От пламени костра ночь была непроглядной, редкие искры улетали вверх и гасли. Он развел огонь под скалой, и они сидели в отсветах пламени. За ее спиной — косые, осыпающиеся пласты древней породы, за ним — тьма. И почудилось вдруг: нет ничего за его спиной, край, обрывается земля, и только тьма, звезды, вечный холод. Но он подкинул сушняку, задымило, задымило, запахло смолисто, вспыхнул огонь, и выступили на свет деревья из тьмы. А он все так же сидел, скрестив ноги по-татарски.
Потом лег на бок, на левый, нераненый бок, смотрел в огонь, подперев голову. А она смотрела на него, на его лицо, оно то светлело, то хмурилось в отсветах костра.
— Неужели тебе не хочется, чтобы был кто-то, похожий на тебя? — Из души само вырвалось.
Он вынул из костра горящую ветку, прикурил, жмурясь от жара. Показалось, сейчас скажет главное, она ждала. А что он мог сказать? Чтобы не видеть молящих глаз матери, неотступно сидевшей возле него, он раньше времени выписался из госпиталя.

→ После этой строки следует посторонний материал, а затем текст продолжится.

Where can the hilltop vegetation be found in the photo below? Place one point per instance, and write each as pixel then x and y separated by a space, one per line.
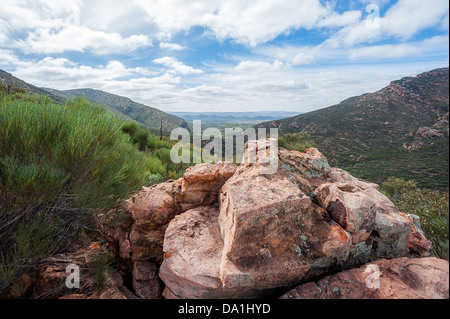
pixel 400 131
pixel 430 205
pixel 60 166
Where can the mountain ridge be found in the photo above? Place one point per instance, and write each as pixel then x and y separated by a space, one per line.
pixel 123 107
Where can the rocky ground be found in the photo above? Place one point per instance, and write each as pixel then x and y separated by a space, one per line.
pixel 227 231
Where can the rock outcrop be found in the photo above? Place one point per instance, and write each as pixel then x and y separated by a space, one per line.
pixel 227 231
pixel 403 278
pixel 271 231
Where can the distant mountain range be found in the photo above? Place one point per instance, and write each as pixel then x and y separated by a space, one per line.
pixel 8 78
pixel 121 106
pixel 146 115
pixel 234 117
pixel 401 130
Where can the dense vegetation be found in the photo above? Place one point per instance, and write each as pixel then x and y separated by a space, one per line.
pixel 295 141
pixel 60 165
pixel 430 205
pixel 380 132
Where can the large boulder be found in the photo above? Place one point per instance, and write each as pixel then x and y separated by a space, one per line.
pixel 402 278
pixel 272 229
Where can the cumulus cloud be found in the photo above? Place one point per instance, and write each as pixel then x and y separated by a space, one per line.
pixel 434 44
pixel 402 20
pixel 175 66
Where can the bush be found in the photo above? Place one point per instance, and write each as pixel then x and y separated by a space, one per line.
pixel 430 205
pixel 295 141
pixel 156 166
pixel 130 128
pixel 58 163
pixel 141 139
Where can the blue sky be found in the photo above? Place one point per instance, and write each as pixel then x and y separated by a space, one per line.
pixel 233 55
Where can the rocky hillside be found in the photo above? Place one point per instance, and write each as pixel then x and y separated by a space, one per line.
pixel 123 107
pixel 224 231
pixel 143 114
pixel 8 79
pixel 401 130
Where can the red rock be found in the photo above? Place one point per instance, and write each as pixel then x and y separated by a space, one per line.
pixel 146 283
pixel 418 245
pixel 402 278
pixel 350 207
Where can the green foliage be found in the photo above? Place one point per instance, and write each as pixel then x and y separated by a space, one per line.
pixel 430 205
pixel 59 165
pixel 141 139
pixel 156 166
pixel 295 141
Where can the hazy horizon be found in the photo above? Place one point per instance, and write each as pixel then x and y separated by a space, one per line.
pixel 200 56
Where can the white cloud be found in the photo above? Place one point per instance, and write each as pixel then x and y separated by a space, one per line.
pixel 437 43
pixel 246 22
pixel 81 39
pixel 171 46
pixel 403 20
pixel 175 66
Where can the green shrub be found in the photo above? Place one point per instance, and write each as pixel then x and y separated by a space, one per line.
pixel 156 166
pixel 61 162
pixel 430 205
pixel 295 141
pixel 130 128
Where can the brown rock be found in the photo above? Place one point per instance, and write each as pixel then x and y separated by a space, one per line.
pixel 418 245
pixel 402 278
pixel 21 288
pixel 201 184
pixel 145 280
pixel 154 206
pixel 114 288
pixel 74 296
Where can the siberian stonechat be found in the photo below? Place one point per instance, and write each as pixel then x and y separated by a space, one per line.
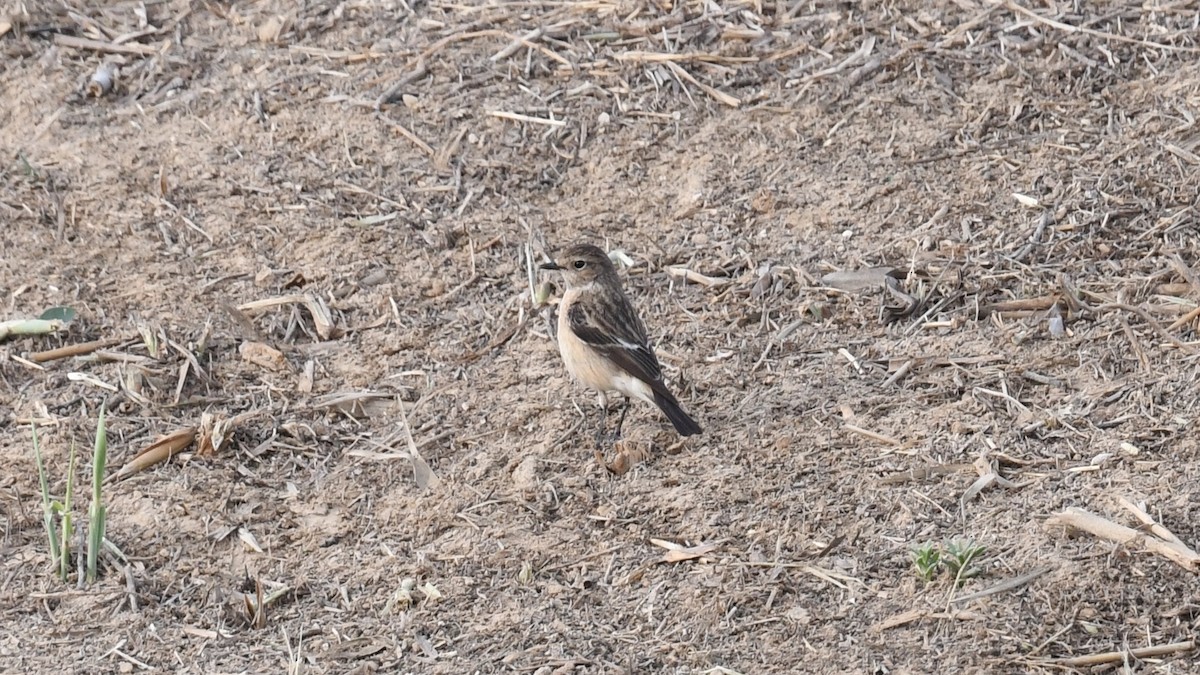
pixel 603 340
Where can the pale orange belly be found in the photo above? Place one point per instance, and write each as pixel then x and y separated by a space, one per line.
pixel 593 370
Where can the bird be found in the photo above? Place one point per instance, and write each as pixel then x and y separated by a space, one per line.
pixel 603 340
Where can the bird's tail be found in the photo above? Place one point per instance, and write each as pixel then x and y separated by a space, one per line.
pixel 683 423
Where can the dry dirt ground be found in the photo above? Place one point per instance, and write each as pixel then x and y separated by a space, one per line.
pixel 1030 172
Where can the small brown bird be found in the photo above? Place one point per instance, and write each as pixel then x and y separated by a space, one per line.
pixel 603 340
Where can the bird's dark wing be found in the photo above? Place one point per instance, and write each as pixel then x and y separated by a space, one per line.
pixel 613 329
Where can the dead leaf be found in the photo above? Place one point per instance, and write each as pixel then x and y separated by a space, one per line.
pixel 858 279
pixel 270 29
pixel 678 553
pixel 263 356
pixel 160 451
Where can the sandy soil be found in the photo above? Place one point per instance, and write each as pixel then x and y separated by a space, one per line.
pixel 1029 173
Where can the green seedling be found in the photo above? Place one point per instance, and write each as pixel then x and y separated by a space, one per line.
pixel 96 511
pixel 927 560
pixel 47 503
pixel 960 559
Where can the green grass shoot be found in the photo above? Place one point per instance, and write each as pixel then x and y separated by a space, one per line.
pixel 67 529
pixel 57 554
pixel 96 511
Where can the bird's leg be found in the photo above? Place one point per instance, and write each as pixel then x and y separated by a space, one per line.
pixel 621 420
pixel 604 418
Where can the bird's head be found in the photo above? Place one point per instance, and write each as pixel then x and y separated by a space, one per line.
pixel 582 264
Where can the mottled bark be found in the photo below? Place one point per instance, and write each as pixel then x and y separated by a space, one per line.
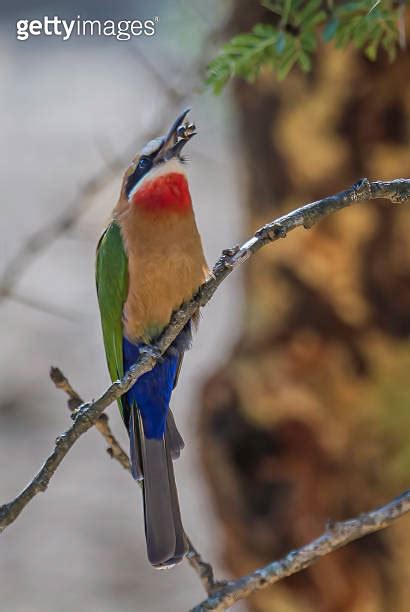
pixel 309 419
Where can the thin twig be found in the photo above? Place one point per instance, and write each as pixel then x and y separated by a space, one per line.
pixel 339 534
pixel 114 448
pixel 397 191
pixel 203 569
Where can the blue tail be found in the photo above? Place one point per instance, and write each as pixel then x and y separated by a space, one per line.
pixel 154 440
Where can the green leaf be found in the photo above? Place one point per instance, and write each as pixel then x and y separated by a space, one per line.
pixel 305 62
pixel 330 29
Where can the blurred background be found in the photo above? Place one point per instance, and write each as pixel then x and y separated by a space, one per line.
pixel 293 401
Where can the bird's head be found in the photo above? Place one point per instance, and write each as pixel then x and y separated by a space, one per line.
pixel 156 181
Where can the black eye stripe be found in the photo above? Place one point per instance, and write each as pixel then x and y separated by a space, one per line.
pixel 144 165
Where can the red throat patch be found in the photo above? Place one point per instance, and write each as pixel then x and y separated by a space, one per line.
pixel 168 192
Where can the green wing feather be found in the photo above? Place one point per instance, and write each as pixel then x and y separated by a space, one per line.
pixel 112 290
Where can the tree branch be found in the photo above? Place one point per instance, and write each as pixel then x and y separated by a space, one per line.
pixel 203 569
pixel 86 415
pixel 337 535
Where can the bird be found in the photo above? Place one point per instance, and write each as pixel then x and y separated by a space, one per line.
pixel 149 262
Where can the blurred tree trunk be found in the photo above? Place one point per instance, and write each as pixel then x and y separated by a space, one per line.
pixel 309 420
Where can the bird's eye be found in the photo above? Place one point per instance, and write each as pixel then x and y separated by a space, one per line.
pixel 144 163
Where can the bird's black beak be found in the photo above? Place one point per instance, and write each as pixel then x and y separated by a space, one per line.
pixel 178 135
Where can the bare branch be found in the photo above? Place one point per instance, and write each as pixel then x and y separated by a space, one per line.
pixel 114 448
pixel 86 415
pixel 203 569
pixel 337 535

И вот теперь она глядит на него исступленно. Не объяснишь ей: пока там война, нет ему места в мирной жизни. Да и будет ли? Там, по крайней мере, долг избавляет, а здесь все является заново и точит душу. И надо же было ему встретить эту женщину с таким не подходящим ей именем Изабелла, и вот жаль ее.

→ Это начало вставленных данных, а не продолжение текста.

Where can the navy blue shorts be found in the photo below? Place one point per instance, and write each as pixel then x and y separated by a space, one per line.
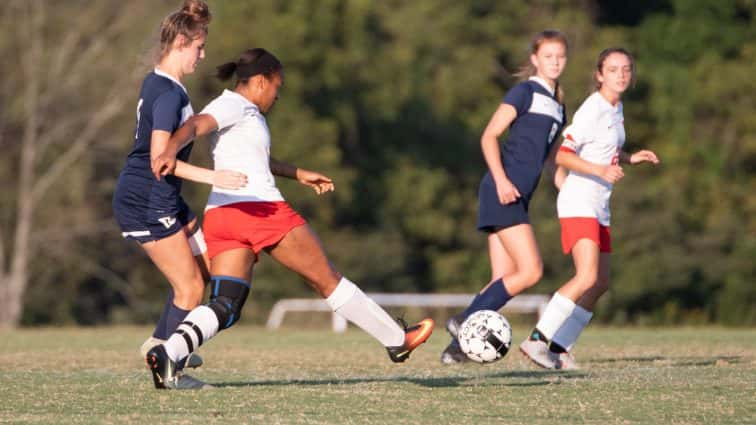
pixel 146 220
pixel 492 215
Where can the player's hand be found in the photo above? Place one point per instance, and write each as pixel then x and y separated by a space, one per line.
pixel 611 173
pixel 507 192
pixel 318 182
pixel 163 164
pixel 228 179
pixel 644 156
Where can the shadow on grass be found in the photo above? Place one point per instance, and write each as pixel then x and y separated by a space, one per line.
pixel 544 377
pixel 672 361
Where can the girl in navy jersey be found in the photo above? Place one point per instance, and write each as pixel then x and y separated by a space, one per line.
pixel 240 225
pixel 592 152
pixel 533 113
pixel 152 211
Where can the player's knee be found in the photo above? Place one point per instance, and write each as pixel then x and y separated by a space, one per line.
pixel 586 282
pixel 227 299
pixel 190 295
pixel 533 274
pixel 601 286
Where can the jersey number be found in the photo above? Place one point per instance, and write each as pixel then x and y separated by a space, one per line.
pixel 139 109
pixel 554 128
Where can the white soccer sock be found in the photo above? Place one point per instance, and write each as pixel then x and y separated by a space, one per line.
pixel 199 326
pixel 568 334
pixel 351 303
pixel 557 312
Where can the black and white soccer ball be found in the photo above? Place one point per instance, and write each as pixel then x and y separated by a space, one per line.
pixel 485 336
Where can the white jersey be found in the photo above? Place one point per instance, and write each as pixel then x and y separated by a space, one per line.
pixel 596 134
pixel 241 143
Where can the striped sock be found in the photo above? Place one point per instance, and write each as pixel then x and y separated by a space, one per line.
pixel 199 326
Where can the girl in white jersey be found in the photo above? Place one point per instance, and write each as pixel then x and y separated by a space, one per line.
pixel 592 152
pixel 239 225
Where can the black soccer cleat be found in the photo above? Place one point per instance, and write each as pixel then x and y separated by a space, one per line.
pixel 453 354
pixel 162 367
pixel 413 337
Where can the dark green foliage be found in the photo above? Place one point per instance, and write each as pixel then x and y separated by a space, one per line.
pixel 390 98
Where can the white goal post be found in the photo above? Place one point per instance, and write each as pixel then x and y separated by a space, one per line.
pixel 519 304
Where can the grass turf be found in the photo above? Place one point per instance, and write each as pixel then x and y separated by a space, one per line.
pixel 628 376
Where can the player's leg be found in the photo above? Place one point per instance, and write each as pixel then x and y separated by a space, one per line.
pixel 525 269
pixel 231 274
pixel 567 335
pixel 501 265
pixel 301 251
pixel 173 257
pixel 172 315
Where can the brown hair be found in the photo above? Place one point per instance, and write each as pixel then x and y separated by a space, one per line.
pixel 252 62
pixel 191 21
pixel 602 58
pixel 527 70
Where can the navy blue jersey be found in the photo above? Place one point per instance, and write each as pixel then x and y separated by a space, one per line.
pixel 540 119
pixel 140 200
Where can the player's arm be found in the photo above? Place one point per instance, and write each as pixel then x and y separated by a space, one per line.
pixel 164 146
pixel 568 159
pixel 558 173
pixel 224 179
pixel 318 182
pixel 638 157
pixel 489 144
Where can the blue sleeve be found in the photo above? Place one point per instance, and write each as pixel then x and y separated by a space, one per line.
pixel 519 96
pixel 166 112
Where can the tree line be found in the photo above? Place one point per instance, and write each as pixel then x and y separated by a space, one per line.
pixel 389 99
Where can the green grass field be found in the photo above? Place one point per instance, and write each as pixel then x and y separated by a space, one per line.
pixel 643 376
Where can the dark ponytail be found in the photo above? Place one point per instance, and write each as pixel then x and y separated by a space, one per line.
pixel 252 62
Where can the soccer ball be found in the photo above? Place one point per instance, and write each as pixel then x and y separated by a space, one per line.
pixel 485 336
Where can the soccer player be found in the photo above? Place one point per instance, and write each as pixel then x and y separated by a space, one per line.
pixel 240 225
pixel 533 112
pixel 592 152
pixel 149 210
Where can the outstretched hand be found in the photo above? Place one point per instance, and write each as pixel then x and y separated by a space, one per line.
pixel 644 156
pixel 507 192
pixel 163 164
pixel 612 174
pixel 228 179
pixel 318 182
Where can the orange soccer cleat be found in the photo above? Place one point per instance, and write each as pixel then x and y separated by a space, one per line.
pixel 413 337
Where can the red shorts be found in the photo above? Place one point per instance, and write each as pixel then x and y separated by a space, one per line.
pixel 576 228
pixel 251 225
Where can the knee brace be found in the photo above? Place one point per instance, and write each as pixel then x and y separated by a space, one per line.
pixel 227 299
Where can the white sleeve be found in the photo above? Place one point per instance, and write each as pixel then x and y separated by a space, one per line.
pixel 582 128
pixel 226 111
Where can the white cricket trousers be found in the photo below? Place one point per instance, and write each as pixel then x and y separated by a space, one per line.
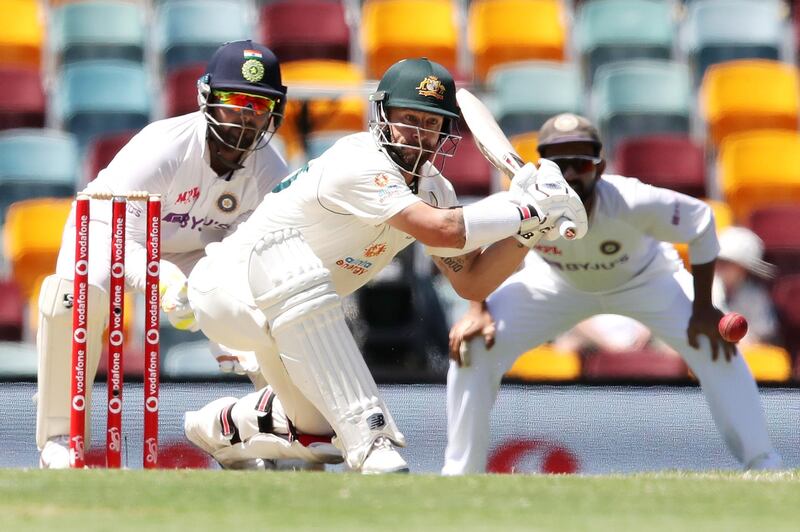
pixel 530 309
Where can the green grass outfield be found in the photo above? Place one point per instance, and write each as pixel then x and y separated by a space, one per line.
pixel 252 501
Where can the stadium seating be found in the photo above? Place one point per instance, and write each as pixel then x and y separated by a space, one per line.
pixel 100 97
pixel 317 100
pixel 546 363
pixel 670 161
pixel 180 89
pixel 779 228
pixel 617 30
pixel 392 30
pixel 21 33
pixel 23 102
pixel 18 360
pixel 633 98
pixel 305 29
pixel 756 168
pixel 645 365
pixel 12 308
pixel 469 171
pixel 189 31
pixel 528 93
pixel 101 151
pixel 32 237
pixel 768 363
pixel 501 31
pixel 98 29
pixel 36 163
pixel 723 30
pixel 749 94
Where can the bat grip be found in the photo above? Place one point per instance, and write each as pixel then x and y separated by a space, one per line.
pixel 567 228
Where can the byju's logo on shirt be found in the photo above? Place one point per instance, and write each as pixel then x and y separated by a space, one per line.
pixel 188 196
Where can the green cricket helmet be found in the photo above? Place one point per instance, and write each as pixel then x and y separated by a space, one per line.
pixel 422 85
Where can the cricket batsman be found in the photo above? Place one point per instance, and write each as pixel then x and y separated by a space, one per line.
pixel 624 265
pixel 212 168
pixel 275 285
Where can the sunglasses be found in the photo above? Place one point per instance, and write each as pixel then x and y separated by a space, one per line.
pixel 258 104
pixel 580 164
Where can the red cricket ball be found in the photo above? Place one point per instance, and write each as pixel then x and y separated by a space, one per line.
pixel 732 327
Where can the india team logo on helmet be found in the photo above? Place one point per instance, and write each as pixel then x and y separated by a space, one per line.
pixel 431 86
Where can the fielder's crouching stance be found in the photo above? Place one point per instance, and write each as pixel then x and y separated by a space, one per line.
pixel 274 287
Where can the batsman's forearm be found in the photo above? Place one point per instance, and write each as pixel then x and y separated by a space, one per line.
pixel 703 280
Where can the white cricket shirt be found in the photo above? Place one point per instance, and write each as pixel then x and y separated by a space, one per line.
pixel 169 157
pixel 629 228
pixel 340 203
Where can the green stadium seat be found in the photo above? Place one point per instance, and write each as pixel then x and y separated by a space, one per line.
pixel 18 360
pixel 528 93
pixel 189 31
pixel 723 30
pixel 633 98
pixel 103 29
pixel 36 163
pixel 102 96
pixel 618 30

Дед его погиб на великой войне. Дед… Двадцати одного года от роду. Вот он, наверное, не хотел, чтобы в жизни, которая наступит, ничего от него не осталось.

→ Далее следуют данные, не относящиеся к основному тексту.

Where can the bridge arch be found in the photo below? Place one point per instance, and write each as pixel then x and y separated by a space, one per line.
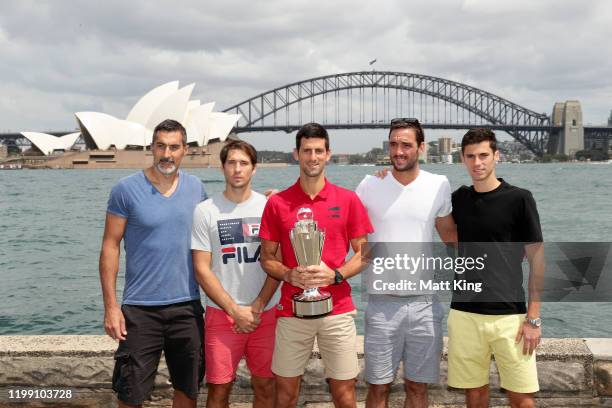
pixel 526 126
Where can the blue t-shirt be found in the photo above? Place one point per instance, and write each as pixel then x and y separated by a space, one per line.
pixel 157 239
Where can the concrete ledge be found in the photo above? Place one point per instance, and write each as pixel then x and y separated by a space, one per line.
pixel 572 372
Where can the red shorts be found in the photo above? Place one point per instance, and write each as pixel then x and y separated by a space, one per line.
pixel 224 348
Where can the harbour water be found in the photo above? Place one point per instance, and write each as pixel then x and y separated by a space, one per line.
pixel 52 222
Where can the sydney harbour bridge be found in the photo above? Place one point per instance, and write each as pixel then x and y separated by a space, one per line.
pixel 370 99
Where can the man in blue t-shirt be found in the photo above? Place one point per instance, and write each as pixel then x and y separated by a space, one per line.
pixel 151 211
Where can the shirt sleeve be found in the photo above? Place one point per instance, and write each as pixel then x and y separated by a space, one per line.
pixel 118 202
pixel 361 188
pixel 204 195
pixel 359 222
pixel 200 230
pixel 446 206
pixel 531 229
pixel 270 222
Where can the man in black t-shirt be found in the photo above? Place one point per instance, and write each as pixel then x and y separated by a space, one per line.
pixel 501 220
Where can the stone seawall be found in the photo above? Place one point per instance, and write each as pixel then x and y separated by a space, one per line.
pixel 572 372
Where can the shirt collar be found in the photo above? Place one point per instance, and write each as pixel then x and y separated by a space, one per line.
pixel 323 194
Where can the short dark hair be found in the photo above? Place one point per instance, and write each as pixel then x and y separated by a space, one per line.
pixel 479 135
pixel 309 131
pixel 239 145
pixel 170 125
pixel 402 123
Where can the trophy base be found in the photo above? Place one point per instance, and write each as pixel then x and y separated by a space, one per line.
pixel 312 308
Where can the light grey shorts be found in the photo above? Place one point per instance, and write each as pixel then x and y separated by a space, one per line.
pixel 407 329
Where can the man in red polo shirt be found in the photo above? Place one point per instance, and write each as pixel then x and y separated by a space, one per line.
pixel 341 215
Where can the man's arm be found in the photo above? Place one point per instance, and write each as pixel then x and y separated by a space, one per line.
pixel 114 322
pixel 323 275
pixel 275 268
pixel 447 229
pixel 243 317
pixel 531 335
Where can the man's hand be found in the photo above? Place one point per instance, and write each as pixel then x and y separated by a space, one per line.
pixel 531 337
pixel 319 275
pixel 296 277
pixel 245 321
pixel 114 323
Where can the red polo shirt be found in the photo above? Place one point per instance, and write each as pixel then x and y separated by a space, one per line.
pixel 338 212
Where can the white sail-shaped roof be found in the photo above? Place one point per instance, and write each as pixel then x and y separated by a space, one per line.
pixel 98 127
pixel 48 143
pixel 167 101
pixel 196 122
pixel 144 108
pixel 173 107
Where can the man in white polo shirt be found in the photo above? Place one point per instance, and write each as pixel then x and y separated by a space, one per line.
pixel 405 206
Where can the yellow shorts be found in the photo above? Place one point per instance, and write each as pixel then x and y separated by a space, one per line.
pixel 336 337
pixel 473 338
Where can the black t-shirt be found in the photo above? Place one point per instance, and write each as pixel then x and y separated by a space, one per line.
pixel 507 218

И бабка (он помнит ее старой, грузной, курящей, а на уцелевшей фотографии красивая она в молодости) понесла в себе среди смерти и уничтожения зародившуюся в ней жизнь. И чуть не угодила под трибунал: закон того времени был прост — забеременела, значит, с фронта хочет сбежать. Но ей повезло. Пока судить собирались, ранило: тащила на себе раненого, обоих миной шарахнуло. И все для того, чтобы их внуку досталось воевать на этой позорной войне, которой будут стыдиться. «Неужели ты не хочешь, чтобы был кто-то, похожий на тебя?» Нет, сыну своему он этого не пожелает.
А она ждала, что он хоть слово скажет.
— Господи, раньше я эту войну ненавидела, а теперь их видеть не могу. Что им надо, почему замиряться не хотят? Мы терпим, чем они все лучше нас?
Будто издалека странно так посмотрел он на нее, и долго помнила она этот его взгляд, столько слов ему потом было сказано, но мысленно, мысленно, потому что его уже с ней не было. Она не знала, что в этот вечер, разложив костерок под скалой, он прощался с нею.
Она не знала, не почувствовала, и сердце ничего не подсказало ей. И когда услышала, что соседи режут барашка, побежала к ним в перерыв. Барашек был молодой, она попросила отрубить ей килограмма два-три, но хозяин, усатый, толстый, взял на ладонь заднюю ногу и, подкидывая ее на весу, пошлепывая сверху, говорил, любуясь: «Не порть!», и она взяла целиком, представив, как на столе это будет лежать на блюде. А хозяйка обещала зажарить. Самой ей некогда было и не в чем, да и боялась испортить: не приходилось ей никогда зажаривать вот так целиком.